James Q. Del Rosso, DO: The patients often think that it’s “environmental” because they think it’s something that they’re doing, something they’re eating, or something they’re using on their skin. A lot of times, it’s the parent though. I hate to say it, but it’s usually a mother. It’s sometimes a father, more so nowadays than in the past, who is implicating it by saying it’s the patient’s diet or what they’re eating or drinking. The patients will sometimes have questions about that. There’s definitely a genetic component to it, but we don’t always see or hear that when I see patients who have more severe acne. Many times, one of the parents or both will have had severe acne at some point. I think about that as a factor, but it’s so common that it’s something that many people are going to go through. How they individually respond to the inflammatory changes that are going on dictates the severity of their response.

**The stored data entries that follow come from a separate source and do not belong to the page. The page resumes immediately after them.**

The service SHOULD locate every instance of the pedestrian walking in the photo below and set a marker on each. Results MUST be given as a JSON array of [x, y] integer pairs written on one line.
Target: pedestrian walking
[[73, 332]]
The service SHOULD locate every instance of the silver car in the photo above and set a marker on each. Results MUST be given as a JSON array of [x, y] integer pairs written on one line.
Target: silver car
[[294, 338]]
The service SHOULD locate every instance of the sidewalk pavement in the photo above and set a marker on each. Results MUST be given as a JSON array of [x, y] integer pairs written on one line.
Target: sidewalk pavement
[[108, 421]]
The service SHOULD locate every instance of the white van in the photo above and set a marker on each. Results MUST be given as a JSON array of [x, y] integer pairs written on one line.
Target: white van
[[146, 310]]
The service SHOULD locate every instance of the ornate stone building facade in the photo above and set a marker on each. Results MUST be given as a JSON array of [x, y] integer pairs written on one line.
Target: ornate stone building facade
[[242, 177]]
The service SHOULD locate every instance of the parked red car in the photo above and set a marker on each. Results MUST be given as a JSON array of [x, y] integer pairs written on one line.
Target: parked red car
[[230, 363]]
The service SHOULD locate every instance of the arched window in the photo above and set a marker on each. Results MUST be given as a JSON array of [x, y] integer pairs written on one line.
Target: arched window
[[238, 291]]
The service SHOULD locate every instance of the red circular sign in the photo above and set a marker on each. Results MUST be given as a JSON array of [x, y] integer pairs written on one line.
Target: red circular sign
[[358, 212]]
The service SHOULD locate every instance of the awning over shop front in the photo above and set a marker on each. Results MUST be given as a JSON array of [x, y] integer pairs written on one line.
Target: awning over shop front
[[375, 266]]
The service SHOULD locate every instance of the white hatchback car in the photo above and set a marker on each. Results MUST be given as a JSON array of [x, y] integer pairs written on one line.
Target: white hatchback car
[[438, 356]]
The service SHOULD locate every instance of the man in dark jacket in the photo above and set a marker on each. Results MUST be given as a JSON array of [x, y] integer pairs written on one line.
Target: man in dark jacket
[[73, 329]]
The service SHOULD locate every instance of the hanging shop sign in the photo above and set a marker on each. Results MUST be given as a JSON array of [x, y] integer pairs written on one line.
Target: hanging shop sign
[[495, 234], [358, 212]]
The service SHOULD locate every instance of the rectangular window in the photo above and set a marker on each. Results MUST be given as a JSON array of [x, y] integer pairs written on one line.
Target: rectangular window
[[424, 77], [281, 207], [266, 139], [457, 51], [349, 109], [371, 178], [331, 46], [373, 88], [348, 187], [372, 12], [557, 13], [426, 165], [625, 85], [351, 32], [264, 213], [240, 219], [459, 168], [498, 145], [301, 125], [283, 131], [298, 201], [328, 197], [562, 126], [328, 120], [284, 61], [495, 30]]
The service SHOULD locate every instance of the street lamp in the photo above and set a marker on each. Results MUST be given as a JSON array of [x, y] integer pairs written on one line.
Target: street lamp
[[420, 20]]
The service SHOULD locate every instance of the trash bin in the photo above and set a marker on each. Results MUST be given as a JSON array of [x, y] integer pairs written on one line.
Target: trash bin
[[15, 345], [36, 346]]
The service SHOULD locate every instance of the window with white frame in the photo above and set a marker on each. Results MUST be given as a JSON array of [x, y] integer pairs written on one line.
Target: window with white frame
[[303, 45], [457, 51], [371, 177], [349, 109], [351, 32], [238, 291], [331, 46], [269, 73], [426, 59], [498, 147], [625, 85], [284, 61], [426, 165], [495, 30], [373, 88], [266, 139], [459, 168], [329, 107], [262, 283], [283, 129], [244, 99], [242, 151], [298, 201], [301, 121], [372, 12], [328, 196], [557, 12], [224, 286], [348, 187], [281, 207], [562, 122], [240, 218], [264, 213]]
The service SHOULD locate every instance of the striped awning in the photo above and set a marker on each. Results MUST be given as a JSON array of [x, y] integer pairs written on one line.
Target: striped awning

Hilary E. Baldwin, MD: Yes. I remember seeing a statistic once, and I looked back and tied to find it again, but it was that severe acne begets severe acne. There is at least some increased incidence of severity in the parents reflecting severity in the child. It is also that adult female acne begets adult female acne. That’s the statistic I can’t find any more. Do you think that’s true in your practice?

James Q. Del Rosso, DO: I remember that, for a lot of the women who have acne, the way that they arbitrarily defined adult female acne years back was 25 years of age and older. With some of the pharmaceuticals that they were trying to target, especially topical agents, they would break it down from adolescents to adults, adults being 18 years of age. It’s not like you’re 17 years and 364 days old, so you have adolescent acne, and now 1 day later, you have adult female acne. If you separate it out, you might say that, for women who are in their mid-20s and beyond and have acne, about 75% of them have the same type of acne that they had as teenagers. A smaller percentage have acne that started when they were in their early to mid-20s or maybe even later, and they didn’t have much acne when they were teenagers.

For a lot of these patients, they have acne, and it just never shut off with a lot of the female patients. There are patients who come in who tend to have that “classic hormonal acne,” which is a term I don’t like because all acne is hormonal. I heard Julie say that this weekend in a talk, and I couldn’t agree more. They have that band, that U-shape type of presentation that’s very inflammatory in nature and not very comedonal.

But a lot of the women who have adult female acne have the typical papules, pustules, and comedones that are on the face above the jawline, and they may also have truncal acne, so I don’t know if that’s totally true.